Tammy Gales is an Associate Professor of Linguistics and the Director of Research at the Institute for Forensic Linguistics, Threat Assessment, and Strategic Analysis at Hofstra University, New York. Her research interests cross the boundaries of language and the law and forensic linguistics, where she applies corpus and discourse analytic methods to the interpretation of meaning in legal statutes and to disputed meanings in trademark cases, and to the examination of authorial stance in threatening communications, parole board hearings of disadvantaged populations, cross-examinations of assault victims, and questioned confession statements. Gales has trained law enforcement from agencies across Canada and the U.S.; has served on the Executive Committee for the International Association of Forensic Linguists and the Law and Corpus Linguistics Consultancy; and is co-editor of the new Elements in Forensic Linguistics series from Cambridge University Press.

Laurence R. Horn, Yale University

Insincerely Yours: How to Unwarrant Truth


As is often observed (Carson 2010, Stokke 2018, Marsili 2021), to lie or commit perjury one must assert, and to assert one must warrant the truth of what one says. A speaker is normatively accountable for what she asserts, subject to modulation or negotiation (Haugh 2013).

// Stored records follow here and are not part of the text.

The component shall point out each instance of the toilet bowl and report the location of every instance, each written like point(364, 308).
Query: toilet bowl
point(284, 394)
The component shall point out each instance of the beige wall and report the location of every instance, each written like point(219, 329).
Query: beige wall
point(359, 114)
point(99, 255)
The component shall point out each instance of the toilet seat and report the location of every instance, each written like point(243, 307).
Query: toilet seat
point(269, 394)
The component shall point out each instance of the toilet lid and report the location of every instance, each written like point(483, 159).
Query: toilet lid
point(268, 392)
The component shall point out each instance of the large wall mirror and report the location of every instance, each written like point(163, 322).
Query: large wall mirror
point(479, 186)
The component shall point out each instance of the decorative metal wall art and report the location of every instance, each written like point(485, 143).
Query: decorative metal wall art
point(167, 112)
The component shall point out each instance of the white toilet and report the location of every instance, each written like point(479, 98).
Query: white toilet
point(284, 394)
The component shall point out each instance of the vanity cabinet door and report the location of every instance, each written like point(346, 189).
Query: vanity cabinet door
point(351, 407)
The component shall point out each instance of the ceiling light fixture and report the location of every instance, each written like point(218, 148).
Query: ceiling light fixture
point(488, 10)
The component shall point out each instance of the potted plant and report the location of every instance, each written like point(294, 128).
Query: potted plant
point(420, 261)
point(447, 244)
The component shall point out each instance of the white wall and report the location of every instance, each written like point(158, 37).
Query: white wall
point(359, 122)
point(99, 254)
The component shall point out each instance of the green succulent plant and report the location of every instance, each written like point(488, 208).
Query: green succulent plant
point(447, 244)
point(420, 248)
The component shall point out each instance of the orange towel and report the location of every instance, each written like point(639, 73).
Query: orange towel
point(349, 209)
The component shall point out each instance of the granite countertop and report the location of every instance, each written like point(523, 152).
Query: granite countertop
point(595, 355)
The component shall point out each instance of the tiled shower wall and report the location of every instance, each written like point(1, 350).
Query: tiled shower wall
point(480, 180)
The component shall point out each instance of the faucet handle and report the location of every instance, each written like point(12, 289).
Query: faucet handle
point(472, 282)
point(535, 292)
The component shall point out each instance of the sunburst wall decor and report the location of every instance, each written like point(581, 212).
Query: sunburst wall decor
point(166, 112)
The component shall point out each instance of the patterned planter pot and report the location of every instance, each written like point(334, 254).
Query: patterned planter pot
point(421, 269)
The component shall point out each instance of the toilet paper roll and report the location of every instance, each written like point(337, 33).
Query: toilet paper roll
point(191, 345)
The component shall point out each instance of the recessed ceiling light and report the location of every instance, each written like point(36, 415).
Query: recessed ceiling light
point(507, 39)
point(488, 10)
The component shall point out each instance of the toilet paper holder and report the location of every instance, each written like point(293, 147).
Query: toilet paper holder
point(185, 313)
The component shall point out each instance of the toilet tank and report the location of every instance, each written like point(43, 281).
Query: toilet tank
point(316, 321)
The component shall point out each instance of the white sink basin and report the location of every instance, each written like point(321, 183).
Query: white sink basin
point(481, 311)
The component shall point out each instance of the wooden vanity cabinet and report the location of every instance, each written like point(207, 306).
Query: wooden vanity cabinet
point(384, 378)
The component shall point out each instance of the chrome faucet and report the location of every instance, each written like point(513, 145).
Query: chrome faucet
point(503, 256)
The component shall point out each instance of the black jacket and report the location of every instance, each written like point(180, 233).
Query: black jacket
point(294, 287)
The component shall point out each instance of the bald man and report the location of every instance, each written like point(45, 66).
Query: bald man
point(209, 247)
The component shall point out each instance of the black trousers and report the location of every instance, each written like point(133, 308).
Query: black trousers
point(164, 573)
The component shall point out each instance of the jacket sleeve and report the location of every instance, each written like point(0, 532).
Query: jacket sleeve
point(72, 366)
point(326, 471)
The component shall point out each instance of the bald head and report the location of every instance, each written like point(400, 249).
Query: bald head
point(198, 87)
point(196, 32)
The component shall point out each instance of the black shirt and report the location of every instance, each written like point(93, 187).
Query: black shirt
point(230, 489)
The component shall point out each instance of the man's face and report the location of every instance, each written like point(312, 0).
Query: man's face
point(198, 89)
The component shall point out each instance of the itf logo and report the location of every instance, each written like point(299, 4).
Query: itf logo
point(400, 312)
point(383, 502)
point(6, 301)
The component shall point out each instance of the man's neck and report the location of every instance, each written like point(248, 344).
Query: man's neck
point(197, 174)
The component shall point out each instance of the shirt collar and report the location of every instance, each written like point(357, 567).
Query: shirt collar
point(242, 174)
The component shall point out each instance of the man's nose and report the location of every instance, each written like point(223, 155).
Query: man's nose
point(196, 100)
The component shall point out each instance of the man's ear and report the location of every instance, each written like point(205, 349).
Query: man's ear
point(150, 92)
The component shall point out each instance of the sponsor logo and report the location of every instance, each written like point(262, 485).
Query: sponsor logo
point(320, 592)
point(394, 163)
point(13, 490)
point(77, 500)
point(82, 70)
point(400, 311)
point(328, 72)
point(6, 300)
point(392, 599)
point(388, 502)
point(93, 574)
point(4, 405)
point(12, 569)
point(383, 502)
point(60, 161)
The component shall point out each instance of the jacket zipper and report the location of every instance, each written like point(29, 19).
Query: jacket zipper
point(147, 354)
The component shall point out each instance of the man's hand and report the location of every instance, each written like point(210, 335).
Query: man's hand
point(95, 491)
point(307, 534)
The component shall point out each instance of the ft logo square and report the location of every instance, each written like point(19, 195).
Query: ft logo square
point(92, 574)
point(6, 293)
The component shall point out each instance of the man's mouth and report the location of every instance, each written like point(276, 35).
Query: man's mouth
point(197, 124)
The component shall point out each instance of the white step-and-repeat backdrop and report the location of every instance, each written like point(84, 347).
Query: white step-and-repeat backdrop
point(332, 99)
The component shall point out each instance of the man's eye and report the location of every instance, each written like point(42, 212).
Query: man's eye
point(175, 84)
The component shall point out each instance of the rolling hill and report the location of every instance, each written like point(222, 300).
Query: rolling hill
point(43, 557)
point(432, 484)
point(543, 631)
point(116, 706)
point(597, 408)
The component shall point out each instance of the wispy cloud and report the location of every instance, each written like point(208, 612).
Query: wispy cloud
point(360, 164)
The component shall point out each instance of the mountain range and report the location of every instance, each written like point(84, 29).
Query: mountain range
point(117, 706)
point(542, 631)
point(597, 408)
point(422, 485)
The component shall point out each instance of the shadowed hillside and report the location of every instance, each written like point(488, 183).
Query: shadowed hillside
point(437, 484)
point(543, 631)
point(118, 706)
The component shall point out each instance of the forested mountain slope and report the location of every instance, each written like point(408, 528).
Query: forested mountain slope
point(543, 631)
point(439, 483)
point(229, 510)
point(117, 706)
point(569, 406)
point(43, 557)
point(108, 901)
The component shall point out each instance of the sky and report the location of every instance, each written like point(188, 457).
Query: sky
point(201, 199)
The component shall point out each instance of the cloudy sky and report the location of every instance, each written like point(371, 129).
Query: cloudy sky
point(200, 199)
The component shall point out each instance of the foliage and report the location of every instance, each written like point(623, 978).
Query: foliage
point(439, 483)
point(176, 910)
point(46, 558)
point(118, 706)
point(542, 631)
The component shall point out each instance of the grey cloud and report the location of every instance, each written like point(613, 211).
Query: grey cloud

But if speaker S, knowing p is false, utters p in a non-truth-warranting context—if S is joking or being sarcastic, if S is rehearsing a script, arguably if S is speaking under threat or duress—then S makes no assertion, practices no insincerity, and does not lie. On commitment-based theories of assertion (Peirce 1932, MacFarlane 2011, Geurts 2018), such a speaker might be said to unwarrant or uncommit to the truth of p. Speakers, especially on the political stage, invoke the sarcasm defense as a get-out-of-accountability-free card, often citing a purported indicator of insincerity accompanying the critical utterance. But the proffered plausible deniability is often implausible, and sometimes legally in doubt. What criteria can be applied to evaluate the credibility of the sarcasm or “only joking” defense, especially when made retroactively? In this talk, I survey and evaluate a set of devices for signaling insincerity across different genres—casual conversation, political speech, testimony under oath—from the 17th century (equivocation, the doctrine of mental reservation, crossed fingers) to our own times (winks, utterance-final “NOT”, the use of sincerity-canceling markers like <jk> and /s in social media posts).   

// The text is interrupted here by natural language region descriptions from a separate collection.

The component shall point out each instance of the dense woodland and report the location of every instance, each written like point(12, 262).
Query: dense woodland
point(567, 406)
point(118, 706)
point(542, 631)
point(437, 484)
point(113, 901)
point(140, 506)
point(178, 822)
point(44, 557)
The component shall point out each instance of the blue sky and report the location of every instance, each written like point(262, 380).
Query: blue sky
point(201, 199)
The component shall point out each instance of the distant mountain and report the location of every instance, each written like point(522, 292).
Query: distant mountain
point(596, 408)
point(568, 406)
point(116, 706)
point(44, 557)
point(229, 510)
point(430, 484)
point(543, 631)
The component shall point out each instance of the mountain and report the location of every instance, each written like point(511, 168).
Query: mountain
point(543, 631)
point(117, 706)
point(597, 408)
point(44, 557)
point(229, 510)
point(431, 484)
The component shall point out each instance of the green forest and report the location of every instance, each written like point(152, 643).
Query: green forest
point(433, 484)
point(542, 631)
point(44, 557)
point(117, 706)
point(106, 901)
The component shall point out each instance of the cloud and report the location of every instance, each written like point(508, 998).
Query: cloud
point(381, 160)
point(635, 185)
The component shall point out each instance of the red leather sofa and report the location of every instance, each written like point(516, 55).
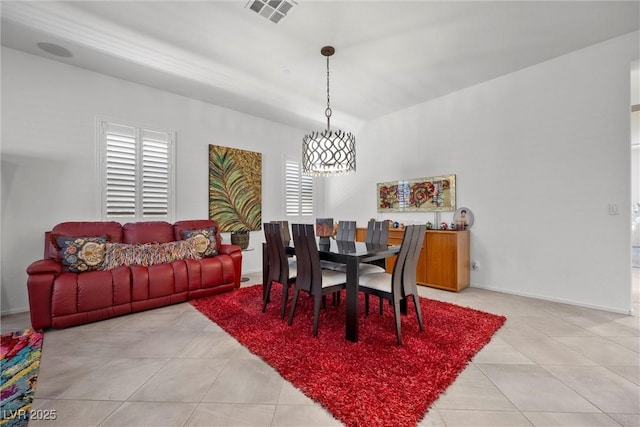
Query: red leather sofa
point(59, 298)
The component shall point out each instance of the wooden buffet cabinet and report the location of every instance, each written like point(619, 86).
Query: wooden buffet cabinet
point(444, 258)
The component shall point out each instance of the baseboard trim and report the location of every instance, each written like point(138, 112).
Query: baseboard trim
point(558, 300)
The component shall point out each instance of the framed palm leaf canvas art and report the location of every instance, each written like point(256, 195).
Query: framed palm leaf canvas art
point(235, 188)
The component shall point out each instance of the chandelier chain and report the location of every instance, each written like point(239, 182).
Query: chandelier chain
point(328, 111)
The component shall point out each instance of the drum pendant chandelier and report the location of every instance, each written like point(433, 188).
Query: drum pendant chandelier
point(328, 152)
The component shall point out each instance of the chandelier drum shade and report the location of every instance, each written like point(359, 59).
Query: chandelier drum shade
point(328, 152)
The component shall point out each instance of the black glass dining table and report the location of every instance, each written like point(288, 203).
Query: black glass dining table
point(351, 254)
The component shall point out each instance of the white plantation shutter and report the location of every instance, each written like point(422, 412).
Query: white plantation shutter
point(155, 173)
point(136, 178)
point(298, 190)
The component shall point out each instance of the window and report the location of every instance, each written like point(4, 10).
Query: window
point(136, 173)
point(299, 190)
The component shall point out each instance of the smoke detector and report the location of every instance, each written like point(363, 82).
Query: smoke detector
point(273, 10)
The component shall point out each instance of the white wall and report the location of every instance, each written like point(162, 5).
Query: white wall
point(49, 154)
point(538, 155)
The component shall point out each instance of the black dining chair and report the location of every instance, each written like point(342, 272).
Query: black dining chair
point(311, 278)
point(401, 284)
point(281, 268)
point(284, 230)
point(346, 231)
point(377, 232)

Laurence R. Horn is the Immediate Past President of the Linguistic Society of America. He received his PhD from UCLA in 1972. His dissertation, On the Semantic Properties of Logical Operators in English, introduced scalar implicature. Since then, he has sought to extend the Gricean program for non-logical inference to a class of problems in the union (if not intersection) of logical and lexical semantics and the analysis of negation. Since 1981 he has been at Yale University where he is now Professor Emeritus of Linguistics and Philosophy; he previously taught at UC Berkeley, USC, Wisconsin-Madison, and Aix-Marseille; at LSA Institutes at Stanford, UC Santa Cruz, Illinois, and Michigan State U; and at the LOT summer school at Utrecht. He is the author of A Natural History of Negation (Chicago, 1989; reissued with new introduction by CSLI, 2001) and of over 100 papers and handbook entries on negation, polarity, implicature, presupposition, grammatical variation, word meaning, lexicography, and lying. He edited The Expression of Negation (De Gruyter, 2010) and From Lying to Perjury: Linguistic and Legal Perspectives on Lies and Other Falsehoods (De Gruyter, 2022) and is a co-editor with Y. Kato of Negation and Polarity (Oxford, 2000), with G. Ward of The Handbook of Pragmatics (Blackwell-Wiley, 2004), with I. Kecskes of Explorations in Pragmatics (de Gruyter, 2007), with R. Zanuttini of Micro-Syntactic Variation in North American English (OUP, 2010), and with K. Turner of Pragmatics, Truth and Underspecification (Brill, 2018). With Raffaella Zanuttini and Jim Wood, he is a charter member of the Yale Grammatical Diversity Project (https://ygdp.yale.edu/). He was editor of the Garland/Routledge series of Outstanding Dissertations in Linguistics (1995-2005). A longtime member of the LSA and the American Dialect Society, he is an elected fellow of the LSA and twice served on the Society’s Executive Committee.